If you have a known adiabatic index γ, tank volume V, pressure P, the barrel cross-sectional area A, and projectile mass m, then you initially have ma = PA = k/(V/A)^γ, so that k is found immediately. Then the solution is F(x) = k x^{1-γ}/(1-γ), with kinetic energy change over length d as Δ[mv²/2] = F(V/A+d) - F(V/A).

[darthbob88]

So we treat this as a pipe of cross-section A, attached to a tank of volume V, so the actual volume/pressure is derived from (A*x)+V, yes?

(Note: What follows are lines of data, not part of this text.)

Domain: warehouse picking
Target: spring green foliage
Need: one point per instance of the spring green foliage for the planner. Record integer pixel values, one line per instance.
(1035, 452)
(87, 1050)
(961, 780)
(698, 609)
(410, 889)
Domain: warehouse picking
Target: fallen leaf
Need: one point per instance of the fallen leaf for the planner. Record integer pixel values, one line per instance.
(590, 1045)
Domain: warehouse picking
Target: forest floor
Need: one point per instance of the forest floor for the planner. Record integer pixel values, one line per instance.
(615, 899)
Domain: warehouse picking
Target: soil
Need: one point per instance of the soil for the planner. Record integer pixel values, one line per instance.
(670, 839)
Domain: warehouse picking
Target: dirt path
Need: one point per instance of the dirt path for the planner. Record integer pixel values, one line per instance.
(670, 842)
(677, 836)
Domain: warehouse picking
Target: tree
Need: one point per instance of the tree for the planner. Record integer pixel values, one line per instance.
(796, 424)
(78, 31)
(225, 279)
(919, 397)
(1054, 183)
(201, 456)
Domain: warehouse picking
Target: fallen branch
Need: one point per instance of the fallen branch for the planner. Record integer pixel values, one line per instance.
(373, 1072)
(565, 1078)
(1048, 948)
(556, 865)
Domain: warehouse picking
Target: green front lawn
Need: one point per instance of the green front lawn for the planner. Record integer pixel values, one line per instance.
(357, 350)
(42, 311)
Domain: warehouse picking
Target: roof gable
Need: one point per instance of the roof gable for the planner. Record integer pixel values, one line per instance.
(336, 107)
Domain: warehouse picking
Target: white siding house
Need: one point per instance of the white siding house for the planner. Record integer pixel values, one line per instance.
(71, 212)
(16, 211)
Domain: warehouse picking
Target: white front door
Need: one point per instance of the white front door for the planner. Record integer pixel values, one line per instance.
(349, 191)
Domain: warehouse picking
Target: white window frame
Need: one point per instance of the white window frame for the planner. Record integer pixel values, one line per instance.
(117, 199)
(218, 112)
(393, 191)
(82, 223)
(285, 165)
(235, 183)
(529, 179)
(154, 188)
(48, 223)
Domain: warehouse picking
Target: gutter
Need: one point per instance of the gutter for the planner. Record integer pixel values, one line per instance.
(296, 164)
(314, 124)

(I shouldn't have reused 'A' for pipe/barrel cross-section area; previously, it was just a proportionality constant.) Close, but not quite--x is a position coordinate that no longer represents how far the projectile traveled. Instead, x is rescaled as if the tank was part of the barrel, so that the projectile is considered to start at x=V/A. If the projectile travels a distance ε, then its position is x = V/A+ε, so that the volume of the gas behind the projectile is Ax = V+Aε.

I heard about a teacher who never reused a variable during a single lecture-by the end he was writing things like ":) = * ". The tank being V/A seems quite obvious now that I see it. Thank you.

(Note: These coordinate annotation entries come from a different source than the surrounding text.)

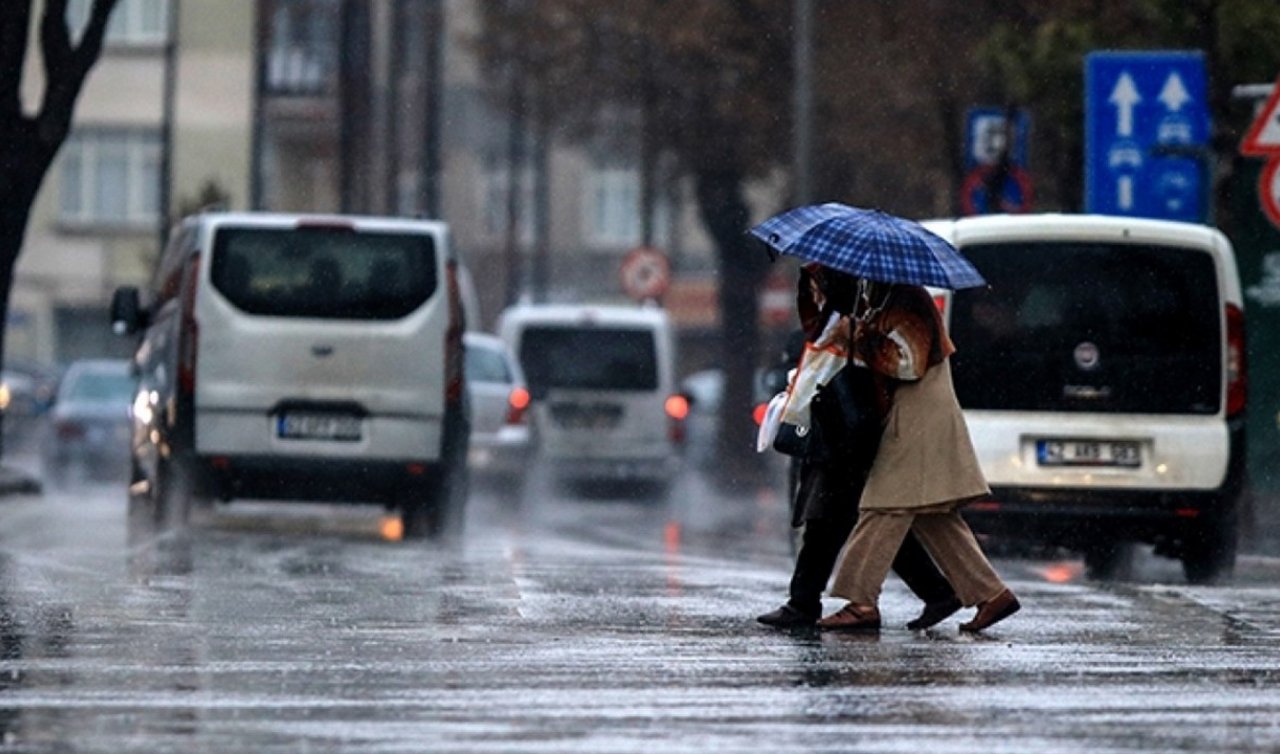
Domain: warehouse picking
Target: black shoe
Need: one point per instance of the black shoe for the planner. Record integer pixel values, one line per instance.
(787, 617)
(935, 612)
(995, 609)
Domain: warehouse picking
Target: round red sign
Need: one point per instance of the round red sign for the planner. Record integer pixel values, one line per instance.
(645, 273)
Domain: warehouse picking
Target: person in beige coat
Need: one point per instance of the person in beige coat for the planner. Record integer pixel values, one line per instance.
(924, 470)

And, actually, I just want to work out some factors to obtain a given muzzle velocity, which leads to a given range. To do so, though, I need to know how to convert from non-constant acceleration to actual velocity, which your formulae show how to do.

If you have a known adiabatic index γ, tank volume V, pressure P, the barrel cross-sectional area A, and projectile mass m, then you initially have ma = PA = k/(V/A)^γ, so that k is found immediately. Then the solution is F(x) = k x^{1-γ}/(1-γ), with kinetic energy change over length d as Δ[mv²/2] = F(V/A+d) - F(V/A).

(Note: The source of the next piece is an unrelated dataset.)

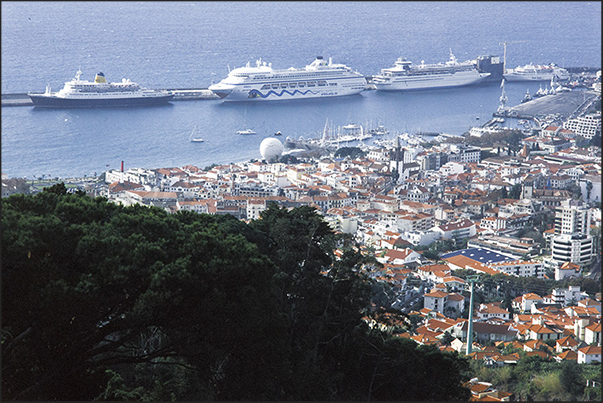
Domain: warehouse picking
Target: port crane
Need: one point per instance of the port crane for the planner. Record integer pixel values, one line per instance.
(505, 53)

To confirm I understand: k = PA *((V/A)^γ), with velocity at point x being F(x) = k * (x^(1-γ))/(1-γ)?

[Kuroneko]

To confirm I understand: k = PA *((V/A)^γ), with velocity at point x being F(x) = k * (x^(1-γ))/(1-γ)?

Yes, k = PA[V/A]^γ. As for F(x), it's not velocity. It's actually the potential due to the force of the gas--take the difference of the value of F between two different points to find the change in kinetic energy: ΔK = Δ[mv²/2] = F(x_1) - F(x_0). To get the velocity, use the standard velocity-kinetic energy relationship.

Edit: whoops. Corrected.

[darthbob88]

To confirm I understand: k = PA *((V/A)^γ), with velocity at point x being F(x) = k * (x^(1-γ))/(1-γ)?

Yes, k = PA[V/A]^γ. As for F(x), it's not velocity. It's actually the potential due to the force of the gas--take the difference of the value of F between two different points to find the change in kinetic energy: ΔK = Δ[mv²/2] = F(x_1) - F(x_0). To get the velocity, use the standard velocity-kinetic energy relationship.

Edit: whoops. Corrected.

So, the KE at a point x is the limit of F(x) at x, with the velocity being v = sqrt(2/m*that)?
KE = .5*mv^2, so
v=sqrt(2*KE/m)?

[Kuroneko]

No, the kinetic energy at x is the difference F(x) - F(V/A); F(x) by itself is just a potential. For a projectile accelerated across a barrel of length d, the kinetic energy is F(V/A+d) - F(V/A). Your formula for getting the velocity is correct, however.

[darthbob88]

No, the kinetic energy at x is the difference F(x) - F(V/A); F(x) by itself is just a potential. For a projectile accelerated across a barrel of length d, the kinetic energy is F(V/A+d) - F(V/A). Your formula for getting the velocity is correct, however.

Of course it would; what is wanted is delta-KE from start to finish, not KE at a point nor delta-KE from part-way. Thank you for your patience, sir, and I hope I finally got it right.